Black women childcare workers, who make up a significant portion of the childcare workforce, were more severely impacted by COVID-19 than their white counterparts. A 2022 Essence article, by Alycia Hardy, senior policy analyst at The Center for Law and Social Policy, discusses the importance of addressing our country’s historically-rooted racism in our efforts to solve the childcare crisis.
Take a look:
The Racist History Behind Why Black Childcare Workers Are Underpaid
There wasn’t much coverage of a report issued last month by the Federal Reserve Bank of Dallas. But the information in it would have hit home for many Black women who work in the child care industry and are making the incredibly difficult decision to leave the profession they love.

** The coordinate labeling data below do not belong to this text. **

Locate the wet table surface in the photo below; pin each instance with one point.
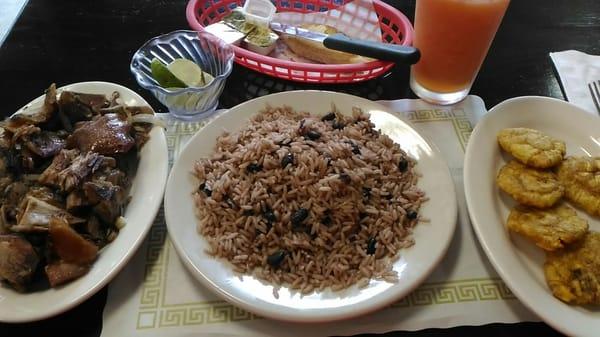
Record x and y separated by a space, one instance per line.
71 41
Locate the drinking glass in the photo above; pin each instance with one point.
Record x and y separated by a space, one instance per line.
454 37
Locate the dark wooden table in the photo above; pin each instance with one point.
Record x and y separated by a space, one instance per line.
71 41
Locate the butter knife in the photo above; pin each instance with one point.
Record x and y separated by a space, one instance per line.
377 50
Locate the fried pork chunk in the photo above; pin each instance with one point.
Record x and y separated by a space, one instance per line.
532 147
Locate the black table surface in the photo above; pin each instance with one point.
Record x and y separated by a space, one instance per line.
71 41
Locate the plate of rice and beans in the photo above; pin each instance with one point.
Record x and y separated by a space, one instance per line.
310 206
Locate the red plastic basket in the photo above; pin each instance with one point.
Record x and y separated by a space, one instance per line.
395 27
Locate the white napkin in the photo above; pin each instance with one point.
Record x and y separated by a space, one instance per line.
575 70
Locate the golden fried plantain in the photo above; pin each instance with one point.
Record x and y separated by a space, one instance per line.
581 178
532 147
573 274
549 229
529 186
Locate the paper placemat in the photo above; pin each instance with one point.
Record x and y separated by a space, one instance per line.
155 295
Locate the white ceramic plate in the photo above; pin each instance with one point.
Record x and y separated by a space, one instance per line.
432 239
518 261
146 192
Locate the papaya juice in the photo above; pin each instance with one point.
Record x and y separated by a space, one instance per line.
453 37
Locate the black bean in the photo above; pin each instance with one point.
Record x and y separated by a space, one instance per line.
287 159
362 216
298 216
371 245
403 165
286 142
275 259
301 127
205 189
366 192
328 117
254 167
355 148
269 216
313 135
230 202
345 178
337 125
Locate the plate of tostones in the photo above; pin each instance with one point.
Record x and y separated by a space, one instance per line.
532 186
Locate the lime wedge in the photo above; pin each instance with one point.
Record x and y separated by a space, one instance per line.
189 73
163 76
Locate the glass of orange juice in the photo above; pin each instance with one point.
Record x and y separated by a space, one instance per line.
453 37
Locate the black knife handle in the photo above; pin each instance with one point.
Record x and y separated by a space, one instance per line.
377 50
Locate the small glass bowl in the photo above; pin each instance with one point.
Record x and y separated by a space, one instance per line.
212 54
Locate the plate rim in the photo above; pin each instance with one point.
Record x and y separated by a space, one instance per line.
53 310
496 261
210 284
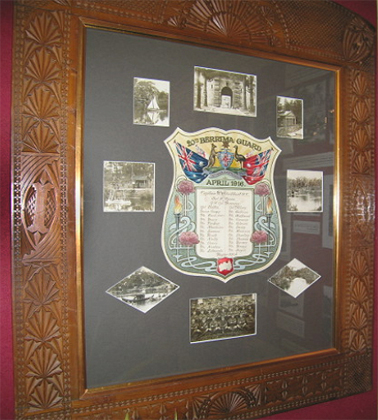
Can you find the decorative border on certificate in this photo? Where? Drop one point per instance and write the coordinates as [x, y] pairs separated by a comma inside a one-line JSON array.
[[222, 217], [151, 102], [222, 317], [129, 186], [225, 92]]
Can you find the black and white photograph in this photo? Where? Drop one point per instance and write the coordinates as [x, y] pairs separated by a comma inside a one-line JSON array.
[[151, 102], [304, 191], [294, 278], [222, 317], [225, 92], [129, 186], [289, 117], [143, 289]]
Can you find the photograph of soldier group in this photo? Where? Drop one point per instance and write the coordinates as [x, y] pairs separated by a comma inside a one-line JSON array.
[[223, 317]]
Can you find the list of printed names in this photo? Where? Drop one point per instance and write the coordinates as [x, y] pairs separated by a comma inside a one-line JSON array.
[[224, 222]]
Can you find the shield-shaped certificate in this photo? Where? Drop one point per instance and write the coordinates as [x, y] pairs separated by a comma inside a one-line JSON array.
[[222, 218]]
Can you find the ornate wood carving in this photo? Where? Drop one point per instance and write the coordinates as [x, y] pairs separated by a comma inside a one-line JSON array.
[[46, 328]]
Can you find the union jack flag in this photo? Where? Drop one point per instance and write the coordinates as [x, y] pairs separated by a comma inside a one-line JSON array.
[[256, 167], [192, 163]]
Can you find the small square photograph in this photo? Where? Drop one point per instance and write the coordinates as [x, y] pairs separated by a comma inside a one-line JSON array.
[[222, 317], [143, 289], [151, 102], [225, 92], [129, 186], [294, 278], [289, 117], [304, 191]]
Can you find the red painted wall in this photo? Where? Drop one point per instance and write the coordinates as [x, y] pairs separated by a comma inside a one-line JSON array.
[[361, 407]]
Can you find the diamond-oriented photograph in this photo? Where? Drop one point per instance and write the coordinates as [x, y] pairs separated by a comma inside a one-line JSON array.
[[143, 289], [294, 278]]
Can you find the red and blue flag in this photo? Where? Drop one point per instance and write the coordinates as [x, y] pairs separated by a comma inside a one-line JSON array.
[[192, 163]]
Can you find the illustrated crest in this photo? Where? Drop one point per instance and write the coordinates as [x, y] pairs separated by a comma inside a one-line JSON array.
[[222, 218]]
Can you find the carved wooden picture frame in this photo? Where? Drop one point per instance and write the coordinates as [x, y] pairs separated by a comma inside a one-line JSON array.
[[48, 86]]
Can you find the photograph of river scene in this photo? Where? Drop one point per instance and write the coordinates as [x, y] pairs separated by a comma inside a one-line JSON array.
[[143, 289], [304, 191], [294, 278]]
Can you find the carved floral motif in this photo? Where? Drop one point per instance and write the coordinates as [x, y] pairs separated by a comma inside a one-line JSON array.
[[43, 356]]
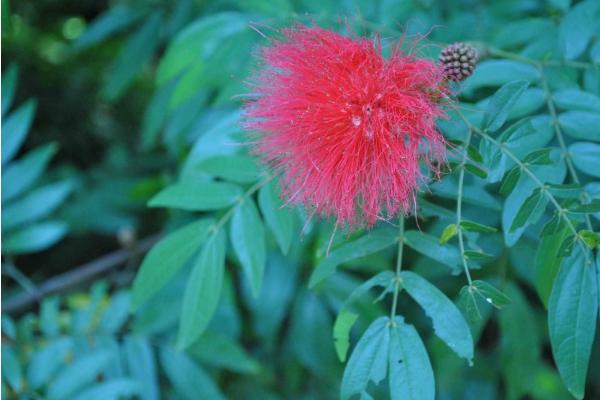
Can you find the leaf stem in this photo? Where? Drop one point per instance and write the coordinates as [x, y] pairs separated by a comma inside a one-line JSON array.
[[524, 168], [461, 178], [398, 269]]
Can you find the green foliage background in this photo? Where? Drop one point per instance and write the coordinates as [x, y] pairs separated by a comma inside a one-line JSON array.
[[121, 120]]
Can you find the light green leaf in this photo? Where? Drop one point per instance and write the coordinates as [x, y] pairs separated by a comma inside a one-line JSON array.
[[189, 380], [448, 322], [501, 103], [231, 355], [581, 124], [368, 361], [248, 240], [78, 375], [346, 319], [411, 375], [574, 99], [21, 174], [166, 258], [113, 389], [499, 72], [372, 242], [279, 218], [197, 196], [572, 317], [34, 237], [136, 53], [202, 291], [430, 247], [577, 27], [234, 168], [15, 128], [35, 205], [586, 157]]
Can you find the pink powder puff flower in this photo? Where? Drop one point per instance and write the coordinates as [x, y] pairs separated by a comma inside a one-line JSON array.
[[346, 127]]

The bank’s report used data to illustrate how COVID has disproportionately reduced retention and increased turnover for Black child care and early education professionals. These findings, as well as data published by other entities, have highlighted the harms of the broad approach our nation has typically taken to improve the child care system. For Black early care and education professionals and advocates like me, these findings offer a confirmation of what many of us have always known and what COVID worsened: we are experiencing vastly different systems, resource access, and outcomes.
My father, to this day, always says, “If you tell me the truth, I can help you out of any situation. But if you leave out the parts you don’t like, I can’t help you. If I don’t know everything, I can’t fix anything.”
Most people will acknowledge that child care work is extremely undervalued and shamefully underpaid. What’s often left out is the fact that this work is devalued because the history of the profession is rooted in enslaved Black women caring for white children.